Scola e il costantinismo
comunicato delle Comunità cristiane di Base, da cdbitalia.it
Il discorso pronunciato dall’arcivescovo di Milano Angelo Scola in occasione della solennità religiosa di sant’Ambrogio si presta, a giudizio delle comunità cristiane di base, a diverse considerazioni.

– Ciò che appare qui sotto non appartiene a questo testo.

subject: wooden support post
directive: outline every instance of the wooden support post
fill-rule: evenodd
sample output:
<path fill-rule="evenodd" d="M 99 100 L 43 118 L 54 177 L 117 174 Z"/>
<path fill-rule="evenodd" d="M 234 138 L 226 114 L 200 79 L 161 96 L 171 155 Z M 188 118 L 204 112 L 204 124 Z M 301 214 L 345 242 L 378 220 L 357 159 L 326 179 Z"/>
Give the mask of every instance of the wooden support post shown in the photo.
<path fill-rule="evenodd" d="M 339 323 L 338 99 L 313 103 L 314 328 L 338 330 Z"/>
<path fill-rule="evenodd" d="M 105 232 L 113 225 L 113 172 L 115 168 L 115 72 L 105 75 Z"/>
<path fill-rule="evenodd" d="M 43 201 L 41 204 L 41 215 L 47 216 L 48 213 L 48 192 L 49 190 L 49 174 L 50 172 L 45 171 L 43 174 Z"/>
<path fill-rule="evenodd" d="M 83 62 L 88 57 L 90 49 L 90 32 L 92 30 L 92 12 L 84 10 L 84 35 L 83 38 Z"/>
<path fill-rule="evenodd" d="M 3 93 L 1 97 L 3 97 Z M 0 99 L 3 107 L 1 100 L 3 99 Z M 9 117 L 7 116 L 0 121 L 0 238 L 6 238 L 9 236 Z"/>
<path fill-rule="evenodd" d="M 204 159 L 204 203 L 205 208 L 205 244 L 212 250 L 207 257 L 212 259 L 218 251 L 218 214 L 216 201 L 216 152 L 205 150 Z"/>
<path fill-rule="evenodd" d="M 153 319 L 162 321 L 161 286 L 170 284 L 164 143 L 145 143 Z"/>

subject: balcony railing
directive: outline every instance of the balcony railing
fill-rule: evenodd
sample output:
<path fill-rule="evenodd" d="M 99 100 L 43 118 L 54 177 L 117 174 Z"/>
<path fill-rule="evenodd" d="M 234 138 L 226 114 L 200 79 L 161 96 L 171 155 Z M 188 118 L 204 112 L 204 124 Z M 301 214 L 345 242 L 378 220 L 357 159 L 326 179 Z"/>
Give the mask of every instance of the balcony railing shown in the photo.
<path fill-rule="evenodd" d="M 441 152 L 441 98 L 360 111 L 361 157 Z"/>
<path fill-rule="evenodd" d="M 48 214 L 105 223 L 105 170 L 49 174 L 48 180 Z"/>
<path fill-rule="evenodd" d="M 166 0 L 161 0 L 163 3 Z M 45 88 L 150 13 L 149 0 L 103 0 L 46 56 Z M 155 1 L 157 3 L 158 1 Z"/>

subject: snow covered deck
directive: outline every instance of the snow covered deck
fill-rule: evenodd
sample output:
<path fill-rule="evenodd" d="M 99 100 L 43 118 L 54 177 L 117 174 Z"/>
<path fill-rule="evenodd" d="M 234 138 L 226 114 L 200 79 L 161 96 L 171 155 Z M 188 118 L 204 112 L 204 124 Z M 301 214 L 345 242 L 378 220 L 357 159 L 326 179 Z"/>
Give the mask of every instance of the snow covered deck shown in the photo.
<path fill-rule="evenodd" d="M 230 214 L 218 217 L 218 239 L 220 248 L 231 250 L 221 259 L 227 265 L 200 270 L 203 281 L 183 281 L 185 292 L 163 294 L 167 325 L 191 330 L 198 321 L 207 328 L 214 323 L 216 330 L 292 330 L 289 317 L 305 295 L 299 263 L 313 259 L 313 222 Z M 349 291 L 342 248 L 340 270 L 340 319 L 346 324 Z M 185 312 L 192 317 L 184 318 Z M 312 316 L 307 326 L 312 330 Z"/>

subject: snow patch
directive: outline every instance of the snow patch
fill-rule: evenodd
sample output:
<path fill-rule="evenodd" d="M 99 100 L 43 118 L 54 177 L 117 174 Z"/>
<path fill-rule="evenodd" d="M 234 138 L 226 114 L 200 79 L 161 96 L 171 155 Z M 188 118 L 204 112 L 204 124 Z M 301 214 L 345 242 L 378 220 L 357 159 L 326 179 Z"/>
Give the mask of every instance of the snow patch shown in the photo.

La prima concerne l’associazione, storicamente assai discutibile, fra la promulgazione dell’editto costantiniano del 313 con l’inizio della libertà religiosa: infatti la “fine progressiva” delle persecuzioni contro i cristiani non coincide storicamente con l’affermarsi del principio della libertà per tutte le fedi. Come si spiegano, altrimenti, le persecuzioni cristiane, a cominciare da quelle inferte alle religioni tradizionale dell’Impero romano così dette pagane, per proseguire poi contro le fedi indigene dei mondi nuovi dall’America all’Africa e, perfino a Roma e fino all’ottocento, in tempi di papa re, le conversioni coatte dei bambini ebrei sottratti alle famiglie d’origine? E se il Concilio Vaticano II ha costituito una vera novità, dov’è l’autocritica del magistero ecclesiastico sui comportamenti del passato? L’arcivescovo di Milano pur fra citazioni dotte, non ne fa parola.
La seconda considerazione riguarda il nesso fra “libertà religiosa e pace sociale”. E’ vero che più lo Stato impone dei vincoli, più aumentano i contrasti a base religiosa ma tali vincoli non sono forse proprio il frutto di un intreccio di poteri, di connivenze, di complicità che riguardano ancora oggi non solo le chiese cristiane (vedi la chiesa anglicana o quella ortodossa oltre quella cattolica) ma anche le variegate realtà dell’Islam? O del mondo che si rifà all’ebraismo?
La terza questione, forse quella politicamente più rilevante, riguarda un’interpretazione assai capziosa della laicità dello Stato identificata dal cardinale Scola in una “cultura dominante” che diffonderebbe una “visione secolarizzata dell’uomo e del mondo”. E quindi ontologicamente ostile verso ogni fenomeno religioso.
Eppure, in tutti gli stati moderni siamo ancora ben lontani da una prassi di laicità degli stati e dei governi; dette per di più nel contesto italiano le parole dell’arcivescovo ambrosiano suonano a protezione delle opere e della loro “Compagnia”, soprattutto quando si evoca “il cattolicesimo popolare ambrosiano” e le sue reti.
In questo contesto le comunità cristiane di base denunciano la riproposizione trionfalistica del costantinismo che conoscerà nel prossimo anno eventi celebrativi che avranno la conseguenza di occultare ogni valutazione storico critica in nome di una libertà religiosa che si è sempre affermata intrecciando privilegi ecclesiastici e mondani, dimenticando il diritto di ogni uomo alla sua cittadinanza fra uguali. Anche nella ricerca del divino.